It can be understood that, in the case that obtaining both the first type of parameter and the second type of parameter requires obtaining intermediate feature layer data, the layer of the first branch obtaining the intermediate feature layer data and the layer of the second branch obtaining the intermediate feature layer data may share structural parameters. For example, the image to be processed is processed through a shared parameter layer of the pre-trained neural network model to obtain intermediate feature layer data; processing the intermediate characteristic layer data through a first branch (not including a shared parameter layer part) of the pre-trained neural network model to obtain the first type of parameters; and processing the intermediate characteristic layer data through a second branch (not comprising a shared parameter layer part) of the neural network model to obtain the second type of parameters.
Optionally, the first type of parameter is in a matrix form; the processing module 720 is specifically configured to perform matrix multiplication on the image to be processed and the first type of parameter to obtain a first image; and according to the second type of parameters, carrying out local color processing on the first image to obtain a second image.
Optionally, the processing module 720 is specifically configured to calculate a difference between a numerical value of a color channel and a numerical value of a brightness channel of the first image; adjusting the difference value according to the second type of parameter; and adding the adjusted difference value to the value of the brightness channel of the first image.
Optionally, the image format of the first image is a color RGB format, and the second type of parameters includes a color processing coefficient beta1 of color channel R, a color processing coefficient beta2 of color channel G, and a color processing coefficient beta3 of color channel B; the processing module 720 is specifically configured to perform the following formula
Figure PCTCN2019083693-APPB-000008
And carrying out local color adjustment on the first image, wherein Y ' is a numerical value of a brightness channel of the first image, R ', G ', B ' are respectively a numerical value of a color channel R, a numerical value of a color channel G and a numerical value of a color channel B of the second image, and R ', G ', B ' are respectively a numerical value of a color channel R, a numerical value of a color channel G and a numerical value of a color channel B of the first image.
The acquisition module 710 may be implemented by a transceiver or a processor. The processing module 720 may be implemented by a processor.
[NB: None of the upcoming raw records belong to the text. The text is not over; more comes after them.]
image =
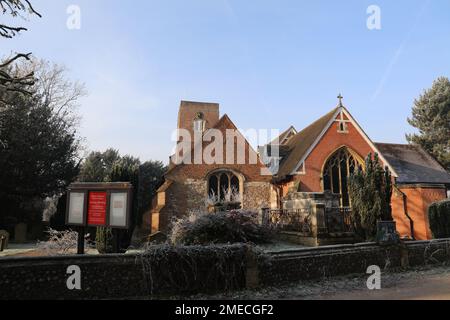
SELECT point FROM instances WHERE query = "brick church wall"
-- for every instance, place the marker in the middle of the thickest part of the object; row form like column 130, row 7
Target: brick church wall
column 419, row 198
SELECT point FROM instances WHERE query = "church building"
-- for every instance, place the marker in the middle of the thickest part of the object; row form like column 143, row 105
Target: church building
column 306, row 192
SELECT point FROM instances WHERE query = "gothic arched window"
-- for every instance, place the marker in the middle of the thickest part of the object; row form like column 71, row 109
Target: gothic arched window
column 224, row 186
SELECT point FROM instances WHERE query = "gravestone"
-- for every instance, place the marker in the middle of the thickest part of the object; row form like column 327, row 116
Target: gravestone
column 5, row 234
column 20, row 233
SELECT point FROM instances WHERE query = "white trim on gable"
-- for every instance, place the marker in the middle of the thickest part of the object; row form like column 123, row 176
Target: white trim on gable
column 341, row 111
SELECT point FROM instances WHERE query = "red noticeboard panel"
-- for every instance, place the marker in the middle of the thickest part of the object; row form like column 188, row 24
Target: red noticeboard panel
column 97, row 209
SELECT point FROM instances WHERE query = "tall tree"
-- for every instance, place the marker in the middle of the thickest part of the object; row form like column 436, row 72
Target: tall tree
column 371, row 191
column 431, row 116
column 40, row 144
column 97, row 166
column 13, row 80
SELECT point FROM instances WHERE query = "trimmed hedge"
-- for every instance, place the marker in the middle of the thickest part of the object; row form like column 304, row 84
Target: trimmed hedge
column 439, row 217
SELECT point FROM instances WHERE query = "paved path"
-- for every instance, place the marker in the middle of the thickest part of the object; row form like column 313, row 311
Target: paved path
column 425, row 283
column 432, row 287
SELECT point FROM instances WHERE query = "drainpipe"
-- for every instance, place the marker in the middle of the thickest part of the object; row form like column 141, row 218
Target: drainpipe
column 405, row 208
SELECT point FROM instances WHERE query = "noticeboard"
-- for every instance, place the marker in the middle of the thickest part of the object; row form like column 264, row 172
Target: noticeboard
column 99, row 205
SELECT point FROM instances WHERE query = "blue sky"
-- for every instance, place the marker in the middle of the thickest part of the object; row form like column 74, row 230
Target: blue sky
column 269, row 64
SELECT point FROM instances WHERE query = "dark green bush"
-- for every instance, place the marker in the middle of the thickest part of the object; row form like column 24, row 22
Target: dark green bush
column 104, row 240
column 439, row 217
column 219, row 228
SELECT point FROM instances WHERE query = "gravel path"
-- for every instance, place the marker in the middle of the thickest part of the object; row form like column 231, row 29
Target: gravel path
column 420, row 283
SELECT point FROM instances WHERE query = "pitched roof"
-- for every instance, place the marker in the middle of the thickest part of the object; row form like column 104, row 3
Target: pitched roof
column 280, row 139
column 224, row 123
column 300, row 143
column 413, row 164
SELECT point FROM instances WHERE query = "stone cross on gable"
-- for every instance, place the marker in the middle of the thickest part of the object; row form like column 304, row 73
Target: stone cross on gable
column 340, row 97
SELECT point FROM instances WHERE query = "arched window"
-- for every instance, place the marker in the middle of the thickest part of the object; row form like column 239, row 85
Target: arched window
column 224, row 186
column 199, row 122
column 337, row 171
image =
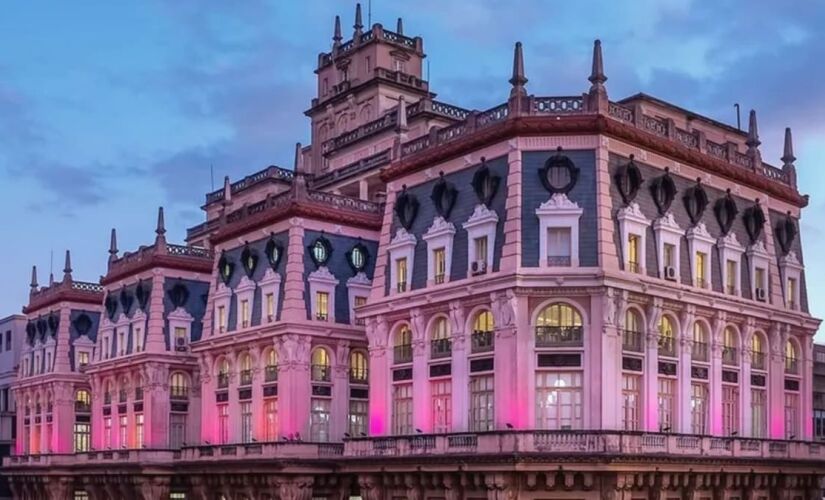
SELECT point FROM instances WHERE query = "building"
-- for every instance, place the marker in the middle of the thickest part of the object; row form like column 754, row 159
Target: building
column 557, row 297
column 12, row 330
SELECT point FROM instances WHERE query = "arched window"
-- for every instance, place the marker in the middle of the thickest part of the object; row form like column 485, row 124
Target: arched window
column 402, row 347
column 482, row 337
column 441, row 346
column 791, row 358
column 729, row 343
column 271, row 369
column 558, row 325
column 757, row 352
column 320, row 365
column 667, row 344
column 246, row 369
column 699, row 351
column 632, row 337
column 358, row 367
column 178, row 386
column 223, row 374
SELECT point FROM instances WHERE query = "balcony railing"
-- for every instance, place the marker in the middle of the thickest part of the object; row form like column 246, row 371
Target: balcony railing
column 402, row 353
column 441, row 348
column 321, row 373
column 358, row 375
column 271, row 373
column 482, row 341
column 730, row 356
column 699, row 351
column 558, row 336
column 633, row 341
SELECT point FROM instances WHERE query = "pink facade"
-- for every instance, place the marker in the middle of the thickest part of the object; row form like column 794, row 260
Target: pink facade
column 556, row 296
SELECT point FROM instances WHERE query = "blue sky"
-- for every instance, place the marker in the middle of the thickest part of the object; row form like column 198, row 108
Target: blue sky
column 109, row 109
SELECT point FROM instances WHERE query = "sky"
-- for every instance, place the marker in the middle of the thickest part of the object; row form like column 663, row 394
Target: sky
column 111, row 109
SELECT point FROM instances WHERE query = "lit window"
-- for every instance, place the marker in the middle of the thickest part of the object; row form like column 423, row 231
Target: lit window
column 401, row 274
column 440, row 263
column 322, row 306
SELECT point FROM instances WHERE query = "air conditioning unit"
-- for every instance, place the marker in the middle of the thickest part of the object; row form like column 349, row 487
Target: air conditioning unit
column 478, row 267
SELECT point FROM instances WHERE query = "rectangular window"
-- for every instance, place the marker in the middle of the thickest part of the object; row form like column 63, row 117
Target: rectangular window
column 667, row 403
column 402, row 409
column 177, row 430
column 439, row 265
column 82, row 433
column 480, row 245
column 441, row 394
column 124, row 432
column 401, row 274
column 244, row 314
column 669, row 255
column 482, row 403
column 221, row 319
column 358, row 410
column 559, row 400
column 558, row 246
column 223, row 424
column 270, row 307
column 319, row 420
column 271, row 419
column 138, row 430
column 791, row 293
column 698, row 408
column 246, row 422
column 631, row 400
column 322, row 306
column 730, row 277
column 759, row 414
column 700, row 272
column 633, row 252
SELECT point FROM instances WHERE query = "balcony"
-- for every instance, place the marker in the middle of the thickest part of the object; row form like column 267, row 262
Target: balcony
column 730, row 356
column 558, row 336
column 321, row 373
column 271, row 373
column 699, row 351
column 633, row 341
column 482, row 341
column 441, row 348
column 402, row 353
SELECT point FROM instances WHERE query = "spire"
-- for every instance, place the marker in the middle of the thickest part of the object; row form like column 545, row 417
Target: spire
column 597, row 77
column 788, row 158
column 518, row 80
column 336, row 37
column 67, row 267
column 358, row 24
column 401, row 118
column 113, row 245
column 753, row 133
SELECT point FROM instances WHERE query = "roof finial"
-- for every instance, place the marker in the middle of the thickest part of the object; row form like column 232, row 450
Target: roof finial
column 753, row 133
column 518, row 80
column 113, row 245
column 67, row 267
column 597, row 77
column 33, row 284
column 401, row 119
column 358, row 24
column 788, row 158
column 336, row 36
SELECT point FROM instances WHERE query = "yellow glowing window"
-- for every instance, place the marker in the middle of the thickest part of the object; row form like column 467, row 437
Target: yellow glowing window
column 633, row 250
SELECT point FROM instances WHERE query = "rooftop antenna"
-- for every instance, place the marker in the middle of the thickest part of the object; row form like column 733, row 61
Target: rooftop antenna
column 738, row 119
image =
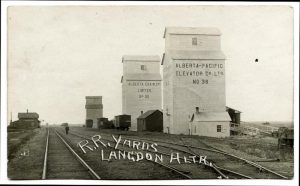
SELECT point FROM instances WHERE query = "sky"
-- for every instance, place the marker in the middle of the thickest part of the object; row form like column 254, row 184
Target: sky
column 59, row 55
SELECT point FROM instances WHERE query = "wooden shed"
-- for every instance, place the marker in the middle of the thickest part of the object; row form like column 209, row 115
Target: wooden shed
column 26, row 120
column 152, row 120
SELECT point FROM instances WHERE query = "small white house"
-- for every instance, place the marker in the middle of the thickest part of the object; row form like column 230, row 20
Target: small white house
column 212, row 124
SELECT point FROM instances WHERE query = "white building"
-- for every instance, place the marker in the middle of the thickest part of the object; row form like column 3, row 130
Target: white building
column 141, row 86
column 194, row 76
column 94, row 110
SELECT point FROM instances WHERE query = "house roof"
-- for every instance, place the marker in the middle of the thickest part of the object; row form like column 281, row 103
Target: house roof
column 236, row 111
column 192, row 31
column 28, row 115
column 211, row 116
column 146, row 114
column 142, row 76
column 155, row 58
column 185, row 54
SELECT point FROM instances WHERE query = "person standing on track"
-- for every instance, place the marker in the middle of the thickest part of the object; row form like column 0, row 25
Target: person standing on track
column 67, row 129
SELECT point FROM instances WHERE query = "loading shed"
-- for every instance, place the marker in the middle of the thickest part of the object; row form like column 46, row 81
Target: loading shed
column 152, row 120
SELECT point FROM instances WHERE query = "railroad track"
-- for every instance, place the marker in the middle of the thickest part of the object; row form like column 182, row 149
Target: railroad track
column 258, row 171
column 216, row 169
column 62, row 162
column 180, row 173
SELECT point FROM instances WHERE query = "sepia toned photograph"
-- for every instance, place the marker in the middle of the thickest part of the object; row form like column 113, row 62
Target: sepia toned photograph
column 186, row 92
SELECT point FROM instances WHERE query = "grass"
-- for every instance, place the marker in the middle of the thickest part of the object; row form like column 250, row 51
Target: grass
column 29, row 166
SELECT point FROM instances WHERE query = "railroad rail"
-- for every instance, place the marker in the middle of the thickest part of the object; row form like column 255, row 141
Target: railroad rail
column 212, row 166
column 77, row 158
column 180, row 172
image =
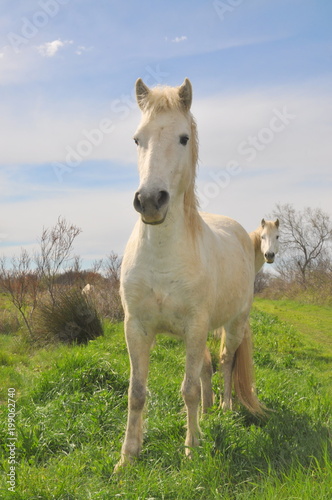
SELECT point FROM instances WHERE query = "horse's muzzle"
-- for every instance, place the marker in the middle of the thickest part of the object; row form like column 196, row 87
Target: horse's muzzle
column 152, row 206
column 269, row 257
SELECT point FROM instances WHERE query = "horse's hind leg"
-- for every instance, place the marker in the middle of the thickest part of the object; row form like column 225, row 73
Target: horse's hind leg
column 138, row 344
column 232, row 338
column 191, row 387
column 206, row 385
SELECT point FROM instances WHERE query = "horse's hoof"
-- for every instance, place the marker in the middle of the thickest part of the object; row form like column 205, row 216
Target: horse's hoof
column 124, row 462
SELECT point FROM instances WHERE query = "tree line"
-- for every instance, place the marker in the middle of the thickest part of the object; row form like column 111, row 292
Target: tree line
column 40, row 284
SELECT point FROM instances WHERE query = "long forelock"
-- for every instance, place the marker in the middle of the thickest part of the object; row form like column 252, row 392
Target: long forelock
column 162, row 99
column 166, row 99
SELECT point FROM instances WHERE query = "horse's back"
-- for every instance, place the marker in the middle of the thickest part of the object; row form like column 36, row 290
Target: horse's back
column 227, row 228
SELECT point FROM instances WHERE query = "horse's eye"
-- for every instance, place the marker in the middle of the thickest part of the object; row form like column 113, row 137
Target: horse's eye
column 184, row 139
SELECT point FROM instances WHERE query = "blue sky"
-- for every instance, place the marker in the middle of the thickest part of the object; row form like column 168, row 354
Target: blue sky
column 261, row 73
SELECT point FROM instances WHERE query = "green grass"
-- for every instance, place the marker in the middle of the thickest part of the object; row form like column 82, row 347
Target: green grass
column 71, row 416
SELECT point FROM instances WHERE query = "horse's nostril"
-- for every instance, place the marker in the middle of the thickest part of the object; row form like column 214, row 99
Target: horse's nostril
column 137, row 203
column 163, row 198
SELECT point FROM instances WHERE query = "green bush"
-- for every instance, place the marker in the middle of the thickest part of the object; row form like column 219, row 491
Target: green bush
column 72, row 319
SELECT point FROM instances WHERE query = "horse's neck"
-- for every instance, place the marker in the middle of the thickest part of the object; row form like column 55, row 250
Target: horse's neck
column 259, row 257
column 177, row 233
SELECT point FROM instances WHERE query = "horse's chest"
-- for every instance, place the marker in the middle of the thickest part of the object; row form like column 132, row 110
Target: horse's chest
column 164, row 303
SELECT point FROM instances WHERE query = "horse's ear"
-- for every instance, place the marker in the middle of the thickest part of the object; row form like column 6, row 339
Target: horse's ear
column 142, row 92
column 186, row 94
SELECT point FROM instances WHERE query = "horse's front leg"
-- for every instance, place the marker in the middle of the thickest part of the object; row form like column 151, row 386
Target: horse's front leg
column 191, row 387
column 138, row 344
column 206, row 381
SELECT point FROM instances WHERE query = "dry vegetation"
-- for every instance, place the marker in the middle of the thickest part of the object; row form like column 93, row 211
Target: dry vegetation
column 46, row 290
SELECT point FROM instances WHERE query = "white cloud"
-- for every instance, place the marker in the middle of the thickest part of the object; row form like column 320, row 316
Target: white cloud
column 49, row 49
column 294, row 166
column 179, row 39
column 81, row 49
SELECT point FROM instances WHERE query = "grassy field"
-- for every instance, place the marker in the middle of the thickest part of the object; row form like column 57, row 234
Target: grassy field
column 70, row 415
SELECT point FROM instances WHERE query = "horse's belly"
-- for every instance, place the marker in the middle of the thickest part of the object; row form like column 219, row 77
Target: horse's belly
column 166, row 309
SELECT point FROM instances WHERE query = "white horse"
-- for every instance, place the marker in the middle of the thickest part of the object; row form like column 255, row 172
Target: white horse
column 183, row 273
column 266, row 242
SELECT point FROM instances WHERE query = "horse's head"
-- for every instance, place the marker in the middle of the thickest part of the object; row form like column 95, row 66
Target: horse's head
column 167, row 149
column 269, row 239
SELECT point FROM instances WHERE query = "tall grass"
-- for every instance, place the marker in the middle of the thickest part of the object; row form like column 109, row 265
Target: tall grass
column 71, row 419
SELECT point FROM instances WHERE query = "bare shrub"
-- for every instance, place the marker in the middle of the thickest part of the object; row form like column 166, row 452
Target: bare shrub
column 106, row 286
column 21, row 285
column 73, row 318
column 9, row 322
column 56, row 246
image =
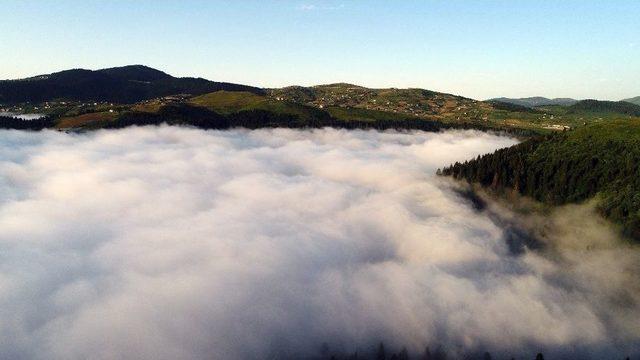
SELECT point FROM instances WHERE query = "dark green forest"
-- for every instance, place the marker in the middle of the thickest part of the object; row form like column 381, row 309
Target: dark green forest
column 570, row 167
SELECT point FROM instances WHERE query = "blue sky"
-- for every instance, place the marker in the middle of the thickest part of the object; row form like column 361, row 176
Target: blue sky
column 479, row 49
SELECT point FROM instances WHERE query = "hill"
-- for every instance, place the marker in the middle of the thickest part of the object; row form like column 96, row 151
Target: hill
column 536, row 101
column 416, row 102
column 598, row 106
column 634, row 100
column 125, row 85
column 600, row 160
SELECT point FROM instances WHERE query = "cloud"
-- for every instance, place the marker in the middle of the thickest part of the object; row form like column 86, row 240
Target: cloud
column 172, row 243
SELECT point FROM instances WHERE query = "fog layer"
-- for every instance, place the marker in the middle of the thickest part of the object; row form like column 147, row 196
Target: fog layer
column 174, row 243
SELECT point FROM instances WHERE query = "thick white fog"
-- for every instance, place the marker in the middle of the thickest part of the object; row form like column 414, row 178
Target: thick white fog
column 174, row 243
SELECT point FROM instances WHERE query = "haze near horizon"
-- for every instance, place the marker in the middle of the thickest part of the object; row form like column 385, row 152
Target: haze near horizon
column 578, row 49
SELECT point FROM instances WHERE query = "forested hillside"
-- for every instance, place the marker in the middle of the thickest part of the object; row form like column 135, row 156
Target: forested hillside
column 599, row 160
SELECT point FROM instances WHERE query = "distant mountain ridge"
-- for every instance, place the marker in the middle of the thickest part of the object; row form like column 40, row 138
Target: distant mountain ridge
column 633, row 100
column 127, row 84
column 537, row 101
column 600, row 106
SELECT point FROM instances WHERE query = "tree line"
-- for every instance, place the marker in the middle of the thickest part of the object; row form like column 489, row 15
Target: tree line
column 566, row 168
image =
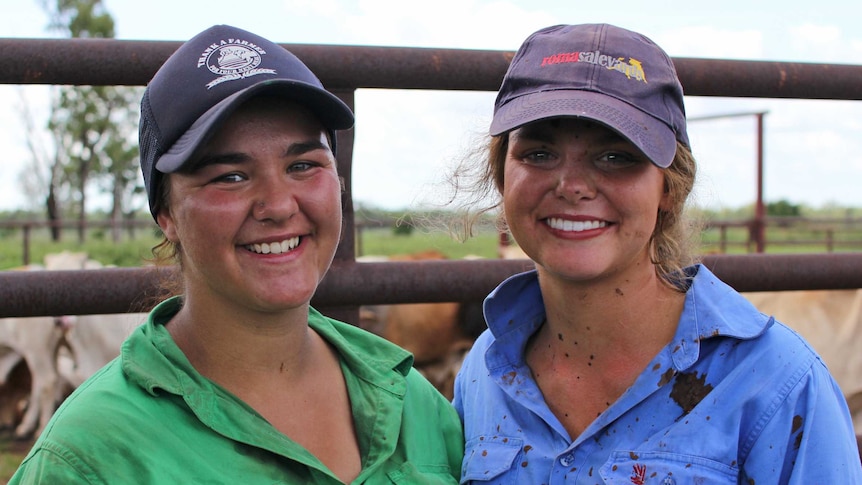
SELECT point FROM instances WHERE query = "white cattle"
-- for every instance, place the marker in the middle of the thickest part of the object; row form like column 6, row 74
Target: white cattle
column 92, row 342
column 36, row 340
column 831, row 321
column 39, row 341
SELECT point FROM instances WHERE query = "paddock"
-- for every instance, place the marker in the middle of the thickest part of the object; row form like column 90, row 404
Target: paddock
column 344, row 69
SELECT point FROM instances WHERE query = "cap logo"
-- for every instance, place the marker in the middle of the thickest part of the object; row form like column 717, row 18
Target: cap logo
column 233, row 59
column 632, row 70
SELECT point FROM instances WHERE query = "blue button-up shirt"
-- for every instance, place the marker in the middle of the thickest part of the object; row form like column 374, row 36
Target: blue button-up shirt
column 736, row 397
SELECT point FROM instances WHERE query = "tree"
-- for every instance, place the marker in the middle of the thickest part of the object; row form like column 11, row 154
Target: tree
column 93, row 127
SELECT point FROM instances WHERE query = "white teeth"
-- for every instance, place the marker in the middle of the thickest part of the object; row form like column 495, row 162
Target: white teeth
column 575, row 226
column 274, row 248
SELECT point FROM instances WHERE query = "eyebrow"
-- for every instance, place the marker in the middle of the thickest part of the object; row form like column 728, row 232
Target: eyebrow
column 543, row 131
column 233, row 158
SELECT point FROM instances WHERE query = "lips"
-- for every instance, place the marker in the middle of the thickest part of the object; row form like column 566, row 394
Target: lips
column 574, row 226
column 274, row 247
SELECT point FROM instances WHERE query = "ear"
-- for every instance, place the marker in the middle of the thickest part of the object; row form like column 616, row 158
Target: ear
column 666, row 201
column 166, row 222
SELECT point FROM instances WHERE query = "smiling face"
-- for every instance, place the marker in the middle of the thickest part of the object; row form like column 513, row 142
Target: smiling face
column 258, row 214
column 580, row 200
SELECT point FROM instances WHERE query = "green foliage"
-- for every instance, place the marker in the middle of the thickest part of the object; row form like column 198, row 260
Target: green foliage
column 783, row 208
column 402, row 229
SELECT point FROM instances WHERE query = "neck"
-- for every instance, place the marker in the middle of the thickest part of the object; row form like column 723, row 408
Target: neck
column 626, row 316
column 227, row 346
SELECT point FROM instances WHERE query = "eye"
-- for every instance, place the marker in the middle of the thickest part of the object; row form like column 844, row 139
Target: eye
column 301, row 166
column 617, row 160
column 229, row 178
column 539, row 157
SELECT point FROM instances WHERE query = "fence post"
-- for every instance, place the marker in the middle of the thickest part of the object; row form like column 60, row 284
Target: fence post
column 26, row 252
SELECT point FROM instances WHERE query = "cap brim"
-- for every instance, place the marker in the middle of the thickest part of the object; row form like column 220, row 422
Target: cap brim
column 654, row 138
column 333, row 113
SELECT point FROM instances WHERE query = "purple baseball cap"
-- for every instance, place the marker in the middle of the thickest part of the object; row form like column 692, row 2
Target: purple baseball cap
column 205, row 80
column 599, row 72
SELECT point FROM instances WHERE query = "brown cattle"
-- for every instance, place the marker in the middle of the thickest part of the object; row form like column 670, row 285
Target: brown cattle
column 437, row 334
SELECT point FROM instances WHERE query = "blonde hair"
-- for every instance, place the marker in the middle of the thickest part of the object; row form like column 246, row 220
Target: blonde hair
column 478, row 188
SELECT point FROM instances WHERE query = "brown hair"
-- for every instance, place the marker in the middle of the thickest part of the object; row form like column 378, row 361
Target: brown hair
column 672, row 244
column 165, row 254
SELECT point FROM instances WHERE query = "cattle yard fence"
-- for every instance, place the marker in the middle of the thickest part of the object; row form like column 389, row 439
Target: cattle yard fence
column 344, row 69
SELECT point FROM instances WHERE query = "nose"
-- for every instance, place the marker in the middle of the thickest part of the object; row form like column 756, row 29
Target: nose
column 575, row 181
column 274, row 201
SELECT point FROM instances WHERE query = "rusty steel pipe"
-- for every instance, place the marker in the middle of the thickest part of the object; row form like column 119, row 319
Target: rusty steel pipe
column 119, row 290
column 132, row 63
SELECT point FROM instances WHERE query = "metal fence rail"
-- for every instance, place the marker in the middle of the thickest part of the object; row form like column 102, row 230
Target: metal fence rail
column 343, row 69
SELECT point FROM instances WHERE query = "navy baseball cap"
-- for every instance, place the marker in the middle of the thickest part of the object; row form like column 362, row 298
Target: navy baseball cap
column 205, row 80
column 599, row 72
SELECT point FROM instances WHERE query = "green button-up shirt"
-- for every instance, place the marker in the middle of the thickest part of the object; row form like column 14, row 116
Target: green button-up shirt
column 149, row 417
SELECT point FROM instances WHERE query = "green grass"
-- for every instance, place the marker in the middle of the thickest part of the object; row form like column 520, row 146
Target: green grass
column 135, row 251
column 384, row 242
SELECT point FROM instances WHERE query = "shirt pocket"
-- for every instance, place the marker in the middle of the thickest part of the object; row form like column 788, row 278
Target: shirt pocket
column 488, row 457
column 663, row 468
column 410, row 474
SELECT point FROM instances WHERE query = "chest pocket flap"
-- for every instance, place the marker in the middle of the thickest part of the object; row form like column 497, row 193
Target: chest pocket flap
column 486, row 458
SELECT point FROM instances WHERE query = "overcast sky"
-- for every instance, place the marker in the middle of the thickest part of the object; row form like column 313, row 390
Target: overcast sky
column 406, row 140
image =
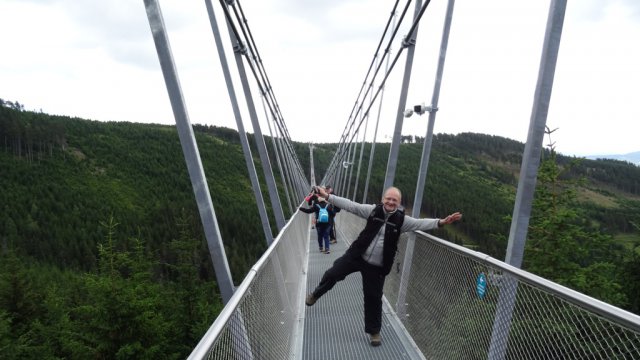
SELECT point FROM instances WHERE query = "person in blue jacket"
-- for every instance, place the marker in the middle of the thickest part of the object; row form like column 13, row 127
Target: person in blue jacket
column 323, row 214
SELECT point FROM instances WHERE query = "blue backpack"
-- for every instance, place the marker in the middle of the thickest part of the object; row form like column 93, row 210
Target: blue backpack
column 323, row 214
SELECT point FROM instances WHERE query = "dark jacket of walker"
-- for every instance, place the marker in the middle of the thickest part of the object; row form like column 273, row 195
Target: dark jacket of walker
column 391, row 236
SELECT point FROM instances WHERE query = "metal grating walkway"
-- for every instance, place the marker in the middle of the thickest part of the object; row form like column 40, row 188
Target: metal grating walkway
column 334, row 326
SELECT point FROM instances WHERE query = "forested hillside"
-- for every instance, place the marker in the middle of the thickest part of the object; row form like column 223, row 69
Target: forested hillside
column 103, row 254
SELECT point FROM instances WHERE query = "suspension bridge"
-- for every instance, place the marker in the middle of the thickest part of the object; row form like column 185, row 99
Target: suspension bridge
column 441, row 300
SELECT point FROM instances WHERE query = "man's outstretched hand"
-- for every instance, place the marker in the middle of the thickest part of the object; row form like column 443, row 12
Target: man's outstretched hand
column 450, row 219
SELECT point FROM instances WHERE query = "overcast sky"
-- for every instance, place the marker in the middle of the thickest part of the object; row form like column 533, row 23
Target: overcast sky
column 96, row 60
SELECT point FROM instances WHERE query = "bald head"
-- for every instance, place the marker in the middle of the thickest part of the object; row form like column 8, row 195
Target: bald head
column 391, row 199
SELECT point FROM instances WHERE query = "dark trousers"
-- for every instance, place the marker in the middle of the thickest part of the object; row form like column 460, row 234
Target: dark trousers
column 372, row 286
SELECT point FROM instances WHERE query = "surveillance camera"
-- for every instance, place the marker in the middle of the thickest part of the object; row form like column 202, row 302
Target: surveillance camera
column 408, row 113
column 421, row 109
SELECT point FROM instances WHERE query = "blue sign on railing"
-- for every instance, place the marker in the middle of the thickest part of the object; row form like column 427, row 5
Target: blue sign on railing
column 481, row 285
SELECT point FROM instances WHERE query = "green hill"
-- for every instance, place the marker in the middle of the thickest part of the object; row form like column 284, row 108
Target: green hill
column 99, row 224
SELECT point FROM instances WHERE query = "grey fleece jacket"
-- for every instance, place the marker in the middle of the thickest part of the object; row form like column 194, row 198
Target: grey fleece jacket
column 373, row 254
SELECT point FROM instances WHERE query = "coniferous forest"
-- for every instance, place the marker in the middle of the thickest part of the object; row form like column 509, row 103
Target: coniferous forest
column 102, row 253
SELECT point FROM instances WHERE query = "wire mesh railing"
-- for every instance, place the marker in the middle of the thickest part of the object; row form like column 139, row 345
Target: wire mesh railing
column 260, row 321
column 453, row 308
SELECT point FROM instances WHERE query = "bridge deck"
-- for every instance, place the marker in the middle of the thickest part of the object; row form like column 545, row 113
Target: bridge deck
column 334, row 326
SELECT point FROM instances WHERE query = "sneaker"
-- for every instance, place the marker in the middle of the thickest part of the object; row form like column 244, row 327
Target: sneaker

The specific functions and advantages of the obtaining module 710 and the processing module 720 can refer to the method shown in fig. 2, and are not described herein again.
Fig. 8 is a schematic configuration diagram of an image processing apparatus according to another embodiment of the present application. As shown in fig. 8, the apparatus 800 may include a processor 820, a memory 830.
Only one memory and processor are shown in fig. 8. In an actual image processing apparatus product, there may be one or more processors and one or more memories. The memory may also be referred to as a storage medium or a storage device, etc. The memory may be provided independently of the processor, or may be integrated with the processor, which is not limited in this embodiment.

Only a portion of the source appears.